It’s relevance. You can’t afford not to be relevant with whatever you push out. In the last few days, some videos have trended and why did they happen? One was when Teni (a singer) received her national honour from the President (Muhammadu Buhari). There were reports that she did not honour the handshake from the President. People were looking for the video. So, the video spoke more than the written words, because she said when she was asked that she didn’t shake him because the honour was not from him, but her country. And then people wanted to verify: was it true that she didn’t shake the President? That video became a must, it became compulsory. There was also the story of a soldier who was said to have been caught stealing ammunition. Only a video could have illustrated that. Telling that story in terms of words alone won’t do it. It’s just like you are reporting a flood story and there are no photographs, there are no videos. People can’t really grab it. Look at the situation in Lokoja. How could anyone have fathomed that water would take over a whole State capital without videos and photographs? So, it’s gone beyond that and I’m sure you are aware of The New York Times? How it has gone, transforming from print to online and then, mostly videos. That’s where we are also going.
What are some of the mistakes that you’ve noticed with videos that journalists put out?
I think the major one, which we also made in our early days, was the fact that we get videos and we don’t add value to them. It’s just like in Nigeria, we get our crude, we don’t add value to it, we ship it out. Those who add value to it, re-sell it to us at a higher price.

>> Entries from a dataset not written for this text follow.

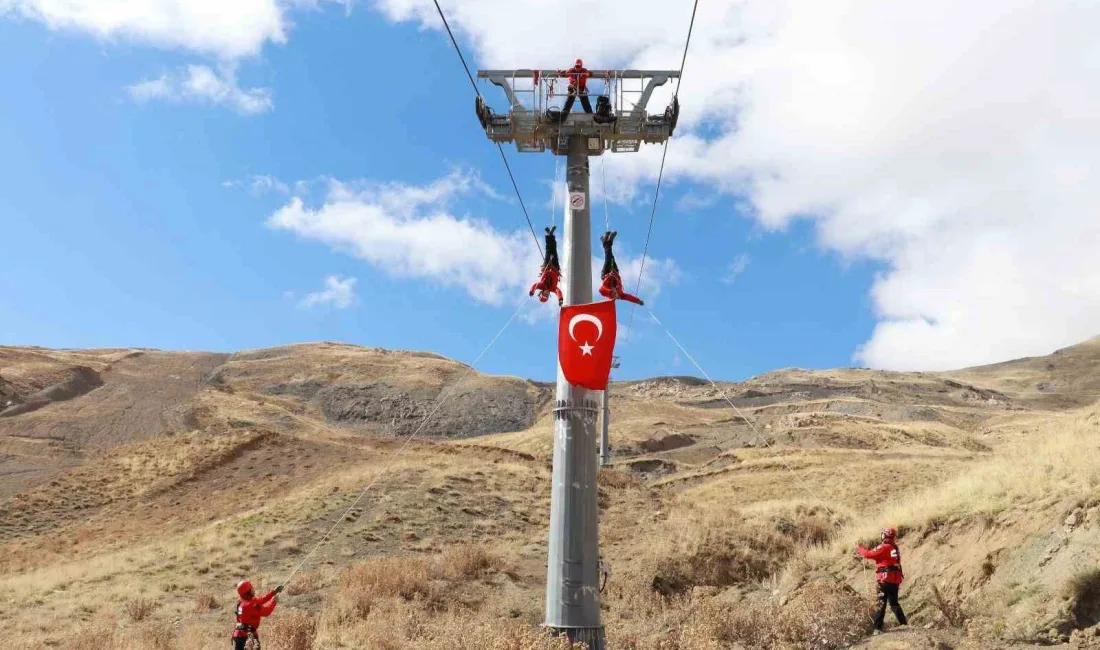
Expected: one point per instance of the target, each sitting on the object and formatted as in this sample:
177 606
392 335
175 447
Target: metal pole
605 450
573 557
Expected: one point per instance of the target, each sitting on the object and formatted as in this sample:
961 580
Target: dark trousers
572 98
609 265
888 595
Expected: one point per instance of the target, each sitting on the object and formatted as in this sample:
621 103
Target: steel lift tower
572 562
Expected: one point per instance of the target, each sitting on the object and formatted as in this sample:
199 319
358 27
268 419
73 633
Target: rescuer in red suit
612 286
250 610
578 87
550 272
888 575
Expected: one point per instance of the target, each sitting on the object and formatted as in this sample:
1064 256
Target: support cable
752 427
498 147
660 174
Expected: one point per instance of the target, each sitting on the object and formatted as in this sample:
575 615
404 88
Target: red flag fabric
586 342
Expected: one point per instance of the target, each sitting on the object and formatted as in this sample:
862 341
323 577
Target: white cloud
200 84
408 231
338 293
736 268
213 28
413 231
950 142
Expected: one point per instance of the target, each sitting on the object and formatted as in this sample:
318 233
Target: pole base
593 637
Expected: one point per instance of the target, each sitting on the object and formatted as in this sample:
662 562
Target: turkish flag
585 343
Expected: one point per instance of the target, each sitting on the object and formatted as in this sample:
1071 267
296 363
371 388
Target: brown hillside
136 486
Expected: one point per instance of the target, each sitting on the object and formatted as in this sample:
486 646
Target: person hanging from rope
888 574
250 610
550 272
578 87
605 572
612 286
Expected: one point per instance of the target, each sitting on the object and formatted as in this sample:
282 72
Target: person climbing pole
888 574
250 610
550 272
612 286
578 87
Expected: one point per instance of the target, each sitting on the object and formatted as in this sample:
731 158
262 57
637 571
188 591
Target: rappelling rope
660 174
752 427
603 190
381 471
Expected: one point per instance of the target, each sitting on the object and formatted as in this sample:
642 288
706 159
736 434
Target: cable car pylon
572 601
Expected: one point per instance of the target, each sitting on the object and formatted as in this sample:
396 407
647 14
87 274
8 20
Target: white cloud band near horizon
952 143
224 32
414 232
339 293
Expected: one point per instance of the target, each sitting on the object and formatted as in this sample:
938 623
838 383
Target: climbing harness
748 421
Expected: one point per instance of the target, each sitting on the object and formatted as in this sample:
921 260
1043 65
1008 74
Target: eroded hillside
136 486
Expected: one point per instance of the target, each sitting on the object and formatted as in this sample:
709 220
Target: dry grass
139 608
1056 461
206 602
705 549
469 560
950 608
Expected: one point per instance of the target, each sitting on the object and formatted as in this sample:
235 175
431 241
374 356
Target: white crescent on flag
585 318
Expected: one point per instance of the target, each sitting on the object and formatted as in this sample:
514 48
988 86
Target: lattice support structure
534 124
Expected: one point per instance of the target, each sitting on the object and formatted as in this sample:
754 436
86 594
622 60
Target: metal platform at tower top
530 95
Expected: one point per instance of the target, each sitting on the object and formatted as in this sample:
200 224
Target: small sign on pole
576 200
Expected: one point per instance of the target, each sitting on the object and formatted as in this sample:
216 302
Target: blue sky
140 222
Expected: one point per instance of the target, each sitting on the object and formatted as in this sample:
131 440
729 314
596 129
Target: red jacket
887 562
578 77
249 613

Even when you have news stories, you must add value to them. Like today, Nnamdi Kanu (IPOB leader) was discharged and acquitted. But you must be able to add context and value to that story if you want to stand out. I always tell people when they rush to say breaking news, breaking news… Breaking news is almost everywhere, but what people are looking for would be context. There was a critical question somebody asked: Will DSS honour this ruling? I’m sure that anybody who quickly adds that context, in the headline, not even in the body of the story, will have something to smile home about. Because you can’t just afford to take a story and serve it the same way everybody does. There must be a context. This man once jumped bail and this was how he was brought back. Will this happen? Will it not happen? Those are contexts that we must know and that will add value to the story. If you just write that Nnamdi Kanu has been released, I can read that in your headline and leave. So, it’s important that we understand the importance of context to everything that we are doing now in journalism.